When asked what led her to the role, Hannah explained how it had been a longtime ambition: “Since I was little I struggled to understand why people were there. Now Manchester’s homelessness problem is escalating day by day, even just from last year I notice the difference massively.
“I think it’s really important that they realise that they are still cared for so getting students involved is great because we have so much time to give, I think more than any other group of people — let’s be honest!”
All too often homeless people are met with the misconception that they only have themselves to blame, by way of drink, drugs or delinquency. The reality is that there is a huge variety of factors contributing to the situation, some of which are beyond the person’s control. Hannah thinks that the student body brings something fresh to this mentality.
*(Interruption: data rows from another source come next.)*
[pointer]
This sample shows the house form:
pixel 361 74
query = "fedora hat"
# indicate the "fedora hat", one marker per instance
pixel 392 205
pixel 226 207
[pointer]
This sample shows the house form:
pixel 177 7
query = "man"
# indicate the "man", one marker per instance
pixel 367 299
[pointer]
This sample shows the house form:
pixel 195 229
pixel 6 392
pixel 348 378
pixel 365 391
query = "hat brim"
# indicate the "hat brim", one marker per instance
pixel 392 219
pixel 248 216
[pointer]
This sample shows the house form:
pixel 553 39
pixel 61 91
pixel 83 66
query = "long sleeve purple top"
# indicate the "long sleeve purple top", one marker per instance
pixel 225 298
“People of our generation are a bit more accepting of things, whereas the older generations can be quite deterministic in believing that if they’re out there it must be for a reason, our generation are generally more willing to give them time and listen.”
Those recruiting therefore look for the most confident and committed of applicants to take on the task. Certainly, the role isn’t always plain sailing and volunteers are constantly coming into contact with people who’ve suffered more hardship than they have: “You feel like anything you would say isn’t going to compare to what they must be feeling, you don’t want to diminish it or make it sound like you would ever understand it.”
But, for Hannah, the rewards outweigh this. Taking that break from the library to give something back to the local community is worth it — when she sees the smile on someone’s face after taking the time to stop and sit with them, she feels like she’s “gone out and made a difference”.
Having met some great people in her time with Homeless Outreach, on the streets as well as her fellow volunteers, she highly recommends anyone looking to get involved in volunteering to “100 per cent do it — it’s definitely the best thing I’ve got involved with since I’ve been at university!”